My point was supposed to state that regardless of the performance, I'm 99.9% sure Hombre would have had no chance against the PSX (but I'd argue this would have been true for the Saturn and the N64 as well) simply because of the lack of decent software support.

Maybe a few ports here and there would be made but I can't really see major western publishers supporting this hardware. Heck, in the post-Sony world even a major player like Nintendo has always been treated as a second class citizen by most publishers, how could Commodore even _hope_ to survive against such a behemoth?

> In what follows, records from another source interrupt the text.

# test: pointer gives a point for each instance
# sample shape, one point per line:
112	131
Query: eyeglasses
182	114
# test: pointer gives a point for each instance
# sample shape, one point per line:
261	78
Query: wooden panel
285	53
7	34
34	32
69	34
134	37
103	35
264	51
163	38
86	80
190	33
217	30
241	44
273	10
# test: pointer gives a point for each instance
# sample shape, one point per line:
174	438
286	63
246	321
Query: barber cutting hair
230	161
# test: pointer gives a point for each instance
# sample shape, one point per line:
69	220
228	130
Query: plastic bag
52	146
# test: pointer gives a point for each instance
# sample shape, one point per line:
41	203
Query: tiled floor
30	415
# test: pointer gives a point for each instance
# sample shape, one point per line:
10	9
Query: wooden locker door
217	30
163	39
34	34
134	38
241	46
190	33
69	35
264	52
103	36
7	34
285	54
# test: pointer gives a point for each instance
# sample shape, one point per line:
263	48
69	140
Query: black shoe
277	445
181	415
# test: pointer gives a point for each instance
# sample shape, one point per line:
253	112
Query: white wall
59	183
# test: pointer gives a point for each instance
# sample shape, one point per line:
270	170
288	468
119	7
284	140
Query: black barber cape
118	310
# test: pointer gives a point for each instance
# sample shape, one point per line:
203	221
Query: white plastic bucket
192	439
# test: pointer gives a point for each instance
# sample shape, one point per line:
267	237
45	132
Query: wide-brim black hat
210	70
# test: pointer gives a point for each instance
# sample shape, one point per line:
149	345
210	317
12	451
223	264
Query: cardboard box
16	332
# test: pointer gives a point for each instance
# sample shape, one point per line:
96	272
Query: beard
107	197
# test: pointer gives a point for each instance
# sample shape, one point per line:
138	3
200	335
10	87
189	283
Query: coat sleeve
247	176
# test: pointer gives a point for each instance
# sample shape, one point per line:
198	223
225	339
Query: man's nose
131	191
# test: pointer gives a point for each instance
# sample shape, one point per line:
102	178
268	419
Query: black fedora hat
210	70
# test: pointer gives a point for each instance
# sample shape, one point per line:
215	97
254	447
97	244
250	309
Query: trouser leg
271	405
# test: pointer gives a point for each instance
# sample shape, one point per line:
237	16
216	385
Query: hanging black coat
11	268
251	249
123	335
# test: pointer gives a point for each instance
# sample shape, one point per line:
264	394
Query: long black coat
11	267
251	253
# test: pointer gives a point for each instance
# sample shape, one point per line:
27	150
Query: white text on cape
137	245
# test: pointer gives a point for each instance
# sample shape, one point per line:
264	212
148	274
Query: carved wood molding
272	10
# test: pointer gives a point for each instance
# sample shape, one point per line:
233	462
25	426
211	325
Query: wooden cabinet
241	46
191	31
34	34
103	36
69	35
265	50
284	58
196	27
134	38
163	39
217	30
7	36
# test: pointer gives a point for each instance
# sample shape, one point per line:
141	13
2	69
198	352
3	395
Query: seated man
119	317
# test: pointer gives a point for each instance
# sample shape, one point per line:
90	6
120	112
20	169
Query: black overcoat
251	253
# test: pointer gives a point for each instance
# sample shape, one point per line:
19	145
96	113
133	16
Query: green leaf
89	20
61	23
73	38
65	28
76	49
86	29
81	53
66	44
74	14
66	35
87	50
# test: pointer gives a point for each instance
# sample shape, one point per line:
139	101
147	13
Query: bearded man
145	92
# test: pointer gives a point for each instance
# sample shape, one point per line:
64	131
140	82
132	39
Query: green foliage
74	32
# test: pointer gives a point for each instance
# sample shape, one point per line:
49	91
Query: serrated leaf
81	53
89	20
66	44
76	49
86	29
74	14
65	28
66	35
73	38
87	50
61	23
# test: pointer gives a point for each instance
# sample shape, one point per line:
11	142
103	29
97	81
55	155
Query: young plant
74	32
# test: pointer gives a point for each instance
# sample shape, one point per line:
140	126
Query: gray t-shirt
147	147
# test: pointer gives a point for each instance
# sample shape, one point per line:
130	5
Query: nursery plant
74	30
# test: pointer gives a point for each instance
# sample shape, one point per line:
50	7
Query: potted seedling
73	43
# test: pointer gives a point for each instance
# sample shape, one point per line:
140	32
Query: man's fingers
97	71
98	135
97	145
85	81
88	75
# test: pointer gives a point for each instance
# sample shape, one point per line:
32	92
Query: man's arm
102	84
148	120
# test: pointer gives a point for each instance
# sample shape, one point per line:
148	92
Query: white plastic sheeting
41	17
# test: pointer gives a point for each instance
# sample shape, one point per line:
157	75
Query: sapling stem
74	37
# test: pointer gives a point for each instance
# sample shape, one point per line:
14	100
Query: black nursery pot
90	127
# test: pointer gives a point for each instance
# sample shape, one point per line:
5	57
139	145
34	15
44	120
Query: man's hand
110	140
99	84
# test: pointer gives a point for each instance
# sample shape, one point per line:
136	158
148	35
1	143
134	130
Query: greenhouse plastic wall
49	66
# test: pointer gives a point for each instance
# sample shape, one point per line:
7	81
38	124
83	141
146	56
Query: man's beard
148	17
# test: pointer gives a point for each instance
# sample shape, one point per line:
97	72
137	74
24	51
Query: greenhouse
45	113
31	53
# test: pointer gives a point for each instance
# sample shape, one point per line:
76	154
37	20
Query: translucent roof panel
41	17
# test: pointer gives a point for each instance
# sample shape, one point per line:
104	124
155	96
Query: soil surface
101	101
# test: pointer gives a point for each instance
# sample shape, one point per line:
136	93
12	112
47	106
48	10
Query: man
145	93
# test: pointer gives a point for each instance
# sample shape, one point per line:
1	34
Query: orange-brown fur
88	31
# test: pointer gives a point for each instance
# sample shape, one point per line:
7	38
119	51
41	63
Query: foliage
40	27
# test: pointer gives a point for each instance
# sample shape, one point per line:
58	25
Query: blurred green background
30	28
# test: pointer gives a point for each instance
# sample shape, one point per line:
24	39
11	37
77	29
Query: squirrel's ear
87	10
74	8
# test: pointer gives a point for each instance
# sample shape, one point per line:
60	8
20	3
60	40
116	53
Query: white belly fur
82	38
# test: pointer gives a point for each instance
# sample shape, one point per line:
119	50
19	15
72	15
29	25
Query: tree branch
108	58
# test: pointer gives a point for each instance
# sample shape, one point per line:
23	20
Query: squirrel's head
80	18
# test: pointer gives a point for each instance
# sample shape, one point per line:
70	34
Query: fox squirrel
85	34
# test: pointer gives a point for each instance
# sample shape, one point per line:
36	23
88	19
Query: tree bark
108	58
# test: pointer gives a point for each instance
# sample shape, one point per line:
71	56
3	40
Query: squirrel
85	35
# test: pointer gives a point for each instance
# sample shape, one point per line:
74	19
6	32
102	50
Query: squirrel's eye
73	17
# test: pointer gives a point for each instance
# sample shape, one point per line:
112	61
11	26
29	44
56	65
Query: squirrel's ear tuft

C= had a bad reputation left by Jack Tramiel who made wars instead of alliances. This is a major reason why the Amiga launch did poorly in North America even after he left C=. It carried over to the AtariST and Jaguar console which had worse developer support than the CD32. The post Jack Tramiel C= wasn't good at forming alliances and licensing either but probably seemed somewhat more professional from the outside other than their lack of R&D investment, slow development pace and inept promotions and advertising. C= isn't the only console business making mistakes in the CD32 era and beyond.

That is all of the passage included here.